We have been operating restaurant for past 4 years in a strip center. Our rent went from 6k to almost 8k this year while our revenue declined from approximately 45k per month to 26-28k now. The landlord Publix opened 2 more restaurants in our vicinity which obviously added to our lost revenue. Also, the landlord, a grocery chain, came out with very aggressive pricing on their deli items. Our lease will expire in 2 years. How can we get out of it now? We already asked for rent reduction last year and were declined. We can’t go on at this pace anymore. Last year we had to use money from our retirement savings and maxed out our business credit card just to pay the bills. Now we have same problem plus tax bill for taxes and early withdrawal penalty.

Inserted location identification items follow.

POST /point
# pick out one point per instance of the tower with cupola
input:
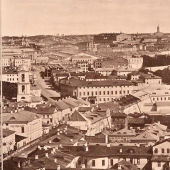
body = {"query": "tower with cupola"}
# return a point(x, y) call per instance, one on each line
point(23, 93)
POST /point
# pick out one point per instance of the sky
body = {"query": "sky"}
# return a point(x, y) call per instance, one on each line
point(50, 17)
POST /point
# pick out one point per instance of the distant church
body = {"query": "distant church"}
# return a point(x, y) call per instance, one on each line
point(24, 41)
point(158, 33)
point(27, 94)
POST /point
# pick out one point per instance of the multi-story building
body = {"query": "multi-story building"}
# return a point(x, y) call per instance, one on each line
point(9, 76)
point(98, 63)
point(158, 93)
point(83, 57)
point(8, 141)
point(135, 62)
point(84, 65)
point(95, 91)
point(90, 122)
point(104, 71)
point(161, 155)
point(104, 157)
point(5, 61)
point(24, 60)
point(24, 123)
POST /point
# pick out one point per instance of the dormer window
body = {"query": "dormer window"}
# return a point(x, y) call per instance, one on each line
point(156, 150)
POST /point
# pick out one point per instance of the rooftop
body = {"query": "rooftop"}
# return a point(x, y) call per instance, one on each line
point(7, 132)
point(22, 116)
point(82, 83)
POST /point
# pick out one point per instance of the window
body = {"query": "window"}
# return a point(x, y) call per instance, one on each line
point(23, 89)
point(163, 150)
point(93, 162)
point(22, 129)
point(138, 161)
point(23, 77)
point(156, 150)
point(103, 162)
point(111, 162)
point(159, 164)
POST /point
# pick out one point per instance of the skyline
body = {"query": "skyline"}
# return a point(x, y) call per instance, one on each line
point(39, 17)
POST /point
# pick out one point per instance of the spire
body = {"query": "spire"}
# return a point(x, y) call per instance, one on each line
point(158, 29)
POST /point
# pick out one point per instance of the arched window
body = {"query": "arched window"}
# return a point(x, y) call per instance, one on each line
point(23, 89)
point(23, 77)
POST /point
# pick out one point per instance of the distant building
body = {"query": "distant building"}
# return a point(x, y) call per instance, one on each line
point(135, 62)
point(26, 124)
point(8, 141)
point(95, 91)
point(161, 155)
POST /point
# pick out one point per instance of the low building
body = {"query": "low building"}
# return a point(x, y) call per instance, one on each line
point(121, 136)
point(92, 122)
point(41, 60)
point(8, 141)
point(24, 123)
point(104, 157)
point(135, 62)
point(23, 60)
point(9, 75)
point(95, 91)
point(161, 155)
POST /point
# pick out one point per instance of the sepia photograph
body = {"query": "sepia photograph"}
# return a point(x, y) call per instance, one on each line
point(85, 84)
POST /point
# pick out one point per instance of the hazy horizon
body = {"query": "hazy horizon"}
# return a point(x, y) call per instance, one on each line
point(50, 17)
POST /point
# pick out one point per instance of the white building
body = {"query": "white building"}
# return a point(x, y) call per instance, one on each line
point(24, 123)
point(135, 62)
point(161, 155)
point(8, 140)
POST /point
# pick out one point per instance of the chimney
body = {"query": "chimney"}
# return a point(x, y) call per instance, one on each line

Asked on April 17, 2019 under Real Estate Law, Florida

Answers:

SJZ, Member, New York Bar / FreeAdvice Contributing Attorney

Answered 4 years ago | Contributor

Unfortunately, negative changes in your financial situation are NOT legal grounds to terminate a lease early. It is also not grounds that your landlord is effectively competing with you, unless the lease itself had some clause preventing them from doing what they are doing. (If it did, then their breach of that clause would be a "material," or important, lease violation which would allow you to treat the lease as terminated and end it early.)
Once you sign a lease, you are obligated for its full duration unless there is some early termination clause in the lease, with which you fully comply, or unless, as mentioned above, the landlord breaches or violates the lease in a material way. If those do not apply, you will not be able to get out of the lease early.